The Committee will have the following duties and responsibilities:


(a) Human Resources and Compensation Strategies. The Committee will oversee and evaluate the Company’s overall human resources and compensation structure, policies and programs, with the objective of ensuring that these establish appropriate incentives and leadership development for management and other employees.


(b) Executive Compensation. The Committee will review and approve corporate goals and objectives relevant to the compensation of the President and Chief Executive Officer (the "President and CEO") and the Company’s other executive officers, evaluate the performance of the President and the CEO and oversee the President and CEO’s evaluation of the performance of the other executive officers in light of those goals and objectives and make recommendations to the Board in respect of their annual compensation levels, including salaries, bonuses, and stock option grants based on such evaluation.


(c) Employment Agreements. The Committee will review and approve all employment related agreements, services agreements and severance arrangements for the President and CEO and other executive officers, including, without limitation, change-of-control agreements.


(d) External Reporting of Compensation Matters. The Committee will prepare an annual report on executive officer compensation for publication in the Company’s proxy circulars, as required by the securities regulatory authorities having jurisdiction over the Company. The Chairperson of the Committee will make him or herself available for questions from shareholders of the Company at the Company's Annual General Meeting.


(e) Stock Option and Incentive Compensation Plans. The Committee will supervise and administer the Company’s stock option plan and any other equity-based compensation programs, and make recommendations to the Board with respect to equity-based plans and incentive compensation plans, as appropriate, including the amendment, modification and termination of such plans. The Committee will review all proposals to grant stock options to officers, directors, employees and consultants of the Company and make recommendations to the Board with respect to implementation of these proposals.


(f) Employee Benefit Plans. The Committee will monitor the effectiveness of benefit plan offerings, in particular benefit plan offerings pertaining to executive officers, and will review and recommend to the Board for approval any new employee benefit plan or change to an existing plan that creates a material financial commitment by the Company.
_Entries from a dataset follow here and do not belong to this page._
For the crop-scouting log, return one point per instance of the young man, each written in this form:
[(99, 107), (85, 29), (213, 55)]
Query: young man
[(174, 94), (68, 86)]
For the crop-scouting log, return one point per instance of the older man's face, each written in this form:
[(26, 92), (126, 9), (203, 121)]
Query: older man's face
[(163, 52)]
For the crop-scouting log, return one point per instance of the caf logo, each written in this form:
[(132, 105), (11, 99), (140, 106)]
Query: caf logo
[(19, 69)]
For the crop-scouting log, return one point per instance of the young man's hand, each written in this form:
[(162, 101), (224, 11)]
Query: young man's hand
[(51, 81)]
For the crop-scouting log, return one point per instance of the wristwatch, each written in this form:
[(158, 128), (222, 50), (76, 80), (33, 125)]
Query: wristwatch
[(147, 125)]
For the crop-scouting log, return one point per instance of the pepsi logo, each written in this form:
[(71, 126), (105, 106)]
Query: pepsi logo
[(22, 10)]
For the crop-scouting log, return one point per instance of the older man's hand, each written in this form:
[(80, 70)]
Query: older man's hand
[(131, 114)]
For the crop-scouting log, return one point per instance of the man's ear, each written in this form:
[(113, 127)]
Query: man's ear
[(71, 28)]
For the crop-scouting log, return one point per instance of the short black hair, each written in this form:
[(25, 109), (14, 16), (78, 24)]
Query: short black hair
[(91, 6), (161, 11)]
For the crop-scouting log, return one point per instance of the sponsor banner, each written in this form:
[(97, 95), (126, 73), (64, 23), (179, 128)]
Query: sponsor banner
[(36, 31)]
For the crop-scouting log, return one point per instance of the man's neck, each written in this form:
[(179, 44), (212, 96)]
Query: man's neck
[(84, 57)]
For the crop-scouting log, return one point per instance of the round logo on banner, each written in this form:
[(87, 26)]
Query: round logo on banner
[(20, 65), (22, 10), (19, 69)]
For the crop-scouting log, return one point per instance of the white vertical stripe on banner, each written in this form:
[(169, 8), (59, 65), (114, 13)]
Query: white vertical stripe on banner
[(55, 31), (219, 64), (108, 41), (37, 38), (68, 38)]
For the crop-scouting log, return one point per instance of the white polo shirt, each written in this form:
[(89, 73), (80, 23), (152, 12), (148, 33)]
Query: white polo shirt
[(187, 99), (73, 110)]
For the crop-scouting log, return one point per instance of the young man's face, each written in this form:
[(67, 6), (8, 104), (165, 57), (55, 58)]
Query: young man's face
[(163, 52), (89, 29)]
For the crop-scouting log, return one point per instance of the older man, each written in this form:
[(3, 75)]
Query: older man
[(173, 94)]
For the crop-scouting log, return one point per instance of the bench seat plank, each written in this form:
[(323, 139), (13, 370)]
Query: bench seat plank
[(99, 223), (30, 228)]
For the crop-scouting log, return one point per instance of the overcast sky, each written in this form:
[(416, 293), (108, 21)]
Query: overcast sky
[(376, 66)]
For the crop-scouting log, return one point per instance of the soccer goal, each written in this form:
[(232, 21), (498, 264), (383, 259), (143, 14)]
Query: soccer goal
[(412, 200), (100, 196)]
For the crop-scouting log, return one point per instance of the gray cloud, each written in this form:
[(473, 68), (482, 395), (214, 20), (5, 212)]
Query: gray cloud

(g) Leadership Development and Succession Planning. The Committee will review the leadership development and succession planning processes for senior management positions and ensure that appropriate compensation, incentive and other programs are in place in order to promote appropriate leadership development.


(h) Director Compensation. The Committee will annually review the compensation of directors for service on the Board and its committees and recommend to the Board the annual Board member compensation package, including retainer, committee member and Chair retainers, Board and committee meeting attendance fees and any other form of director compensation, such as stock option grants or stock awards.


(i) Annual Evaluation. The Committee will annually evaluate the performance of the Committee and the adequacy of the Committee's charter and recommend any proposed changes, to the Corporate Governance and Nominating Committee and, ultimately, to the Board.


(j) General. The Committee will perform such other duties and responsibilities as are consistent with the purpose of the Committee and as the Board or the Committee deems appropriate.


Approved by the Board on July 1, 2016.





Exhibit 1 to Compensation Committee Charter




Job Description – Compensation Committee Chair


The responsibilities of the Committee chair include, among other things:


(a)managing the affairs of the Committee and monitoring its effectiveness;


(b)managing the meetings of the Committee by ensuring meaningful agendas are prepared and guiding deliberations of the Committee so that appropriate decisions and recommendations are made; and


(c)setting up agendas for meetings of the Committee and ensuring that all matters delegated to the Committee by the board are being dealt with at the Committee level during the course of the year.